Washington, 9 January 1998 (RFE/RL) -- A formal apology by the Canadian government to that country's aboriginal groups and its pledge to support them in the future raise three key questions about how governments around the world should deal with such communities.
First, just how much responsibility should current governments bear for abuses committed by their predecessors against such groups?
Second, how should governments protect the cultural rights of small aboriginal groups without freezing their development or hermetically sealing them off from the benefits of modern society?
And third, how can governments balance the needs of such groups against the needs of the broader society for access to key natural resources and economic development?
But despite the best of intentions, the latest Canadian action provides little guidance to other countries that must deal with these questions on how to answer any of them. Instead, the Canadian apology highlights just how difficult finding answers is likely to be.
On Wednesday, Jane Stewart, minister of Indian affairs and northern development, issued an official "Statement of Reconciliation" to the country's 720,000 Indians, Inuits, and members of other aboriginal groups.
The declaration acknowledges that the Canadian government had been guilty of abusing the rights of such groups in the past and would seek to protect these communities in the future.
"As a country," the statement says, "we are burdened by past actions that resulted in weakening the identity of aboriginal peoples, suppressing their languages and cultures, and outlawing spiritual practices."
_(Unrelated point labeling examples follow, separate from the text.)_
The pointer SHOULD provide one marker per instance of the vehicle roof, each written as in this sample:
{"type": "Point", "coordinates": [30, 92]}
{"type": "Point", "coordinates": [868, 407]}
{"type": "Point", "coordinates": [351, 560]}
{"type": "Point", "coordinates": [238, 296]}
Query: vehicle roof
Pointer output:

And in releasing the statement, Stewart announced that Ottawa was committed to setting up a $250 million "healing fund" to help those who had suffered from past abuses.
This declaration follows years of political and legal challenges by Canada's aboriginal groups and is clearly intended both to conform to Ottawa's oft-stated commitment to multiculturalism and to end the conflicts between the aboriginal groups and the broader population.
But instead of ending such challenges, it is only likely to increase their number for the same reason that such challenges are increasing in the other countries with sizable and active aboriginal populations.
Among the most important of these countries are Australia, Brazil, the Russian Federation, and the Untied States. As in Canada, their aboriginal populations are becoming an ever more important part of political life.
Sometimes this is the result of the encroachment of the broader society on the land and cultures of such peoples. Sometimes it is the demonstration effect of assertiveness by other, larger ethnic groups.
And sometimes it reflects the increasing willingness of governments and especially courts to use the legal system to defend group rights as well as individual ones.
But in no case has a formula been found that satisfied everyone involved. Few aboriginal groups are prepared to forgo all the benefits of modernity in order to defend their cultures or to exist in complete isolation from the broader population.
Few in the broader societies, even those sympathetic to aboriginal groups, are willing to forgo the benefits of economic development in order to satisfy all the demands of such groups.
And few democratic governments can afford the luxury of defending for the long the rights of aboriginal groups against the majority if such a defense carries a high price either in taxes of economic growth.
By facing up to this issue on an official level, Canada may help others to do the same. But neither there nor in other countries are the problems of aboriginal groups going to disappear -- unless such groups do.
And as the Canadians and many others increasingly recognize, the loss of such groups would be a loss for everyone.